The risk concerns intellectual property in particular. A number of intellectual property registrations, such as patents, require the condition of “novelty". According to Article L611-11 of the Intellectual Property Code, "an invention is considered new if it is not included in the state of the art. The state of the art consists of everything that has been made accessible to the public before the filing date of the patent application by means of a written or oral description, use or any other means". Disclosure of information that could be protected by a patent application would therefore be prejudicial to the criterion of novelty. However, the signing of a confidentiality agreement identifying the confidential information that is the subject of a future patent application may thwart disclosure by the partner. Indeed, Article L611-13 of the French intellectual property Code allows the applicant for a French patent application to be protected against the possible impact on the novelty of his invention in the event of a recent disclosure (in the six months preceding the filing date of the French patent application) or an earlier filing, which would result from abuse by a third party. The signature of a NDA would be evidence in case of infringement by the partner and the disclosure would then not be taken into account in the analysis of novelty. Furthermore, without this agreement, the interlocutor could also oppose the grant of the patent application on grounds of lack of novelty as a result of such past disclosure.

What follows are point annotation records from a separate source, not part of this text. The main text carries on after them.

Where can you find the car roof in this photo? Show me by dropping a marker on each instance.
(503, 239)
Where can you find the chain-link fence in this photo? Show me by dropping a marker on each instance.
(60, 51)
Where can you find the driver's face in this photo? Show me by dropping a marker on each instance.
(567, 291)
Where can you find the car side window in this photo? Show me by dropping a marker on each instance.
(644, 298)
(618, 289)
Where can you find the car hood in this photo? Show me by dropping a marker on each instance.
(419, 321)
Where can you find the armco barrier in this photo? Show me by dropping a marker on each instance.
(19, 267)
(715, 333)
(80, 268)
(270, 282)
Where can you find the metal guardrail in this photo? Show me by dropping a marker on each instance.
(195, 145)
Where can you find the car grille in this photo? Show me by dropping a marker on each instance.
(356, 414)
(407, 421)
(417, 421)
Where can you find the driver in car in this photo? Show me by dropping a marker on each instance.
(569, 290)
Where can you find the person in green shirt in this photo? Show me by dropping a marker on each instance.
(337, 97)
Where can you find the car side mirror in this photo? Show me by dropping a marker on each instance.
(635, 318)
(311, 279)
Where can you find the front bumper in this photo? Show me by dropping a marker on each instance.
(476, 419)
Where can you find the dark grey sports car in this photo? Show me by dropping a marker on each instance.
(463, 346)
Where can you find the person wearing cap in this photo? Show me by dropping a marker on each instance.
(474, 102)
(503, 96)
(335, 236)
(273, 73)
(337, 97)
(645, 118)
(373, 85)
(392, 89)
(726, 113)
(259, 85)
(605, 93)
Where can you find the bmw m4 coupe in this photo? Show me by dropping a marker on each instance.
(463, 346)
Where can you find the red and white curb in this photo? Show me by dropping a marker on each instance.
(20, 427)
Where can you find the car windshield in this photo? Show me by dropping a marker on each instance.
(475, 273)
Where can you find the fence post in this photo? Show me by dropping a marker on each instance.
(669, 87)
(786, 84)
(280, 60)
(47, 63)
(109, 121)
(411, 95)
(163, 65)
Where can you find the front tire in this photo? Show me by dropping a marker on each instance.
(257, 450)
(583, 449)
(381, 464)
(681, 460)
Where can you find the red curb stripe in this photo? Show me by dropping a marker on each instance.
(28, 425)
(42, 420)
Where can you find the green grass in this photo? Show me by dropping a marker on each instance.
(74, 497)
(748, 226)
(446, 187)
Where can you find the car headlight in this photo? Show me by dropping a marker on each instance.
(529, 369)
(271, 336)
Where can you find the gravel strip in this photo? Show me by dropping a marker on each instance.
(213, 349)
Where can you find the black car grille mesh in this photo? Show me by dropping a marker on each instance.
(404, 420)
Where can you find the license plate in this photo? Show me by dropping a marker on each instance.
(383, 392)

The exchange of confidential information must be in writing so as to prove this exchange has taken place. All written exchanges must be marked "Confidential Information" in order to identify and make it clear to your interlocutor that they are subject to the various confidentiality agreement obligations. If the communication is oral, it is necessary to make a written record (the "minutes") shared with your interlocutor identifying the information as of a confidential nature in order to subject it to the confidentiality obligations. Ideally, the representatives of the parties involved in the exchange should sign the minutes or at least validate them by e-mail.

Some partners are reluctant to systematically sign a confidentiality agreement before starting discussions. In such cases, it may be appropriate to start discussions without disclosing confidential information at first. Then, when it is necessary to exchange sensitive information, it is advisable to suspend these exchanges until a confidentiality agreement has been concluded. Communication will then be both freer and more constructive. Beware that if sensitive information is exchanged beforehand without an NDA and if a collaboration agreement containing confidentiality clauses is finally concluded, the initial exchanges are not covered. However, it is possible to retroactively settle the matter with a contract from the date of the first sensitive meeting. In this case, the confidential information exchanged is attached to the confidentiality agreement.

In practice, the confidentiality agreement is a contract by which the parties undertake to keep strictly confidential the identified sensitive information exchanged between them. The agreement can be multilateral if the confidential information is shared by several parties (e.g., bilateral) or unilateral if only one party discloses. The agreement defines the ownership of the information transmitted, what does and does not constitute confidential information, how it is transmitted, retained, returned and destroyed, the exceptions to information confidentiality, and the end of the confidentiality obligation. Specifically, the agreement includes two durations: on the one hand, the duration during which parties will exchange confidential information; this is generally quite short, from 2 to 12 months; on the other hand, the duration of the obligations to uphold confidentiality; this is generally from 5 to 10 years after the end of the agreement. It should be noted that a confidentiality agreement should not contain clauses relating to the transfer of material. This transfer must be the subject of a specific contract called a "material transfer agreement".